Increasing demand for medicine amid the Covid-19 pandemic has helped most pharmaceutical enterprises in Vietnam report positive business results in the first quarter of this year.

Pharmaceutical stocks have attracted investors since the outbreak of the disease due to rising need for medical equipment and drugs, as well as forecasts that the pandemic may be prolonged due to the long timeline of vaccine manufacturing.

DHG Pharmaceutical JSC (DHG), the largest Vietnamese pharmaceutical firm by market capitalisation and revenue, recorded the highest profit among the listed pharmaceutical firms in the first quarter at 177 billion dong ($7.6 million).

This represented an increase of 31 per cent year-on-year, fulfilling 27 per cent of the yearly target.

DHG was followed by Pymepharco JSC (PME) and Imexpharm Corp (IMP) with 75 billion and 41 billion dong, up eight and 13 per cent against last year, respectively.

IMP expects its business to grow strongly thanks to the ethical or prescription drugs (ETC) channel. Revenue this year is expected to reach 1.75 trillion dong, up 23.3 per cent from the same period last year.

Pre-tax profit is estimated to reach 260 billion dong, up 17 per cent. Therefore, the company has completed 17 per cent of this year’s revenue plan and 20 per cent of the profit plan.

Shares of IMP decreased by 14.5 per cent from an all-time high of 62,000 dong per share, recorded on February 24, to 52,900 dong per share on Monday.

In the first quarter, Agimexpharm Pharmaceutical JSC’s (AGP’s) revenue increased slightly by 1.2 per cent year-on-year to 131 billion dong.

However, profit dropped by nearly 12 per cent to 8.2 billion dong.

The pharmaceutical industry is also expected to grow strongly thanks to the ageing Vietnamese population and the increasing demand for health care services, especially in the context of the Covid-19 outbreak.

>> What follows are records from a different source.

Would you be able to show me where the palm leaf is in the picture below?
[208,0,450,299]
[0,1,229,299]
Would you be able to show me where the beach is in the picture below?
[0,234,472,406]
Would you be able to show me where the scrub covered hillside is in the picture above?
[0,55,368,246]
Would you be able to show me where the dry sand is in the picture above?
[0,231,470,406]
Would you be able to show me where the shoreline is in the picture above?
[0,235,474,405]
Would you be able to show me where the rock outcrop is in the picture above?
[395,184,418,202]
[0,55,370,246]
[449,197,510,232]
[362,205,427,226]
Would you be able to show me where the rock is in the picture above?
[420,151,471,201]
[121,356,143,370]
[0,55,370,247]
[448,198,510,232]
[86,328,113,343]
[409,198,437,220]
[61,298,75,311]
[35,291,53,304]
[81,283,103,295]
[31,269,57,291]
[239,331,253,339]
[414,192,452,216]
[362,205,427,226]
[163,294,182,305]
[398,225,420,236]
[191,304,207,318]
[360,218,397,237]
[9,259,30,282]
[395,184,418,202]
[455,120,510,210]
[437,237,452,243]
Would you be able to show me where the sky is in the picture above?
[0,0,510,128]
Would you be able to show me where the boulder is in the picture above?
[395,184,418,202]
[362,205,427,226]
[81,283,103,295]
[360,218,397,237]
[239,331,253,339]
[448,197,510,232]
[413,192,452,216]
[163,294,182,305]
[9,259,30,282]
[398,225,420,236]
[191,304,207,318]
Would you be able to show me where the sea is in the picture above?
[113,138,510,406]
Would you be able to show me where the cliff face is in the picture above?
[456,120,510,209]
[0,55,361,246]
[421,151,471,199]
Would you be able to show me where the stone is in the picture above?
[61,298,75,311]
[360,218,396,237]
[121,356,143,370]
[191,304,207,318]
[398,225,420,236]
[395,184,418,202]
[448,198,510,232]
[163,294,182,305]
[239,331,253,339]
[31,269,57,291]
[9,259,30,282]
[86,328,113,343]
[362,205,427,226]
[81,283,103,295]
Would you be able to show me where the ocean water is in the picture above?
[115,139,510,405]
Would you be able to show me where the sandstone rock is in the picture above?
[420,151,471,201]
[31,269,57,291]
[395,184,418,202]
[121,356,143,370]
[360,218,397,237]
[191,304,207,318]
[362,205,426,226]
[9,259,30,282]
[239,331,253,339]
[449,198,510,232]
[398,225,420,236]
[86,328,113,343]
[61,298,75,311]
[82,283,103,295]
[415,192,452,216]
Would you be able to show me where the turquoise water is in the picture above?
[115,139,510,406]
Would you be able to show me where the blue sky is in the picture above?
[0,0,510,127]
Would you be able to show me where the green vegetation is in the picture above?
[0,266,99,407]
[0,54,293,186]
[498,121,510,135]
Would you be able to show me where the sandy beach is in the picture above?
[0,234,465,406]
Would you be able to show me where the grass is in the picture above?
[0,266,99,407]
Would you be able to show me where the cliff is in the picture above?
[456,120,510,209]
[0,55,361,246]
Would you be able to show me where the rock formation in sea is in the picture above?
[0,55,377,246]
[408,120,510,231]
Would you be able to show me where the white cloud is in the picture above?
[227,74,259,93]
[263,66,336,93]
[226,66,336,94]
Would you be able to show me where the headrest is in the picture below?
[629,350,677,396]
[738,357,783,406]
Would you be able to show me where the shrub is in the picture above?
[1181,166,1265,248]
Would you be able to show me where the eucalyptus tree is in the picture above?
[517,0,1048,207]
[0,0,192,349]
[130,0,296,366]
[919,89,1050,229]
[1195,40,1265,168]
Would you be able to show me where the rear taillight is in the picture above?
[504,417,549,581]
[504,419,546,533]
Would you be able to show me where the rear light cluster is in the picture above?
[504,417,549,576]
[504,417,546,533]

However, the pandemic may bring advantages to the industry in the short term, but if it is prolonged, it will harm supplies of imported raw materials from China. This will force pharmaceutical enterprises to switch to importing from other regions at higher prices.

Binhdinh Pharmaceutical and Medical Equipment JSC (DBD) said more than 80 per cent of the main raw materials for the company’s products were imported from China.

But due to the disease, many factories in China had to halt operation, it said.

Domesco Medical Import-Export JSC (Domesco) also said it was facing a production halt and interruptions in some products that rely heavily on imported raw materials from China.

Backward trading

Although recording positive earning results, many pharmaceutical stocks could not maintain the uptrend and have been retreating recently.

After reaching nearly 100,000 dong per share at the end of January, shares of Pharmaceutical JSC (DHG) quickly decreased to hover at around 90,000 dong.

Compared to early this year, DHG has recorded a decrease of about six per cent.

Ha Tay Pharmaceutical JSC (DHT) surprised investors as it surged to nearly 60,000 dong per share early in February while in previous months, its shares hovered at a price of less than 50,000 dong per share.

However, DHT has dropped deeper since then, closing on Monday at 45,000 dong per share.

Vietnam International Securities Co’s (VIS’) Nguyen Hong Khanh said pharmaceutical shares are often traded thinly as most stay in the hands of a few insiders, which makes it easier to push prices.

“As pharmaceutical stocks have a low free transfer rate, price movements in the short term will be unpredictable, especially if the demand increases sharply,” said Khanh.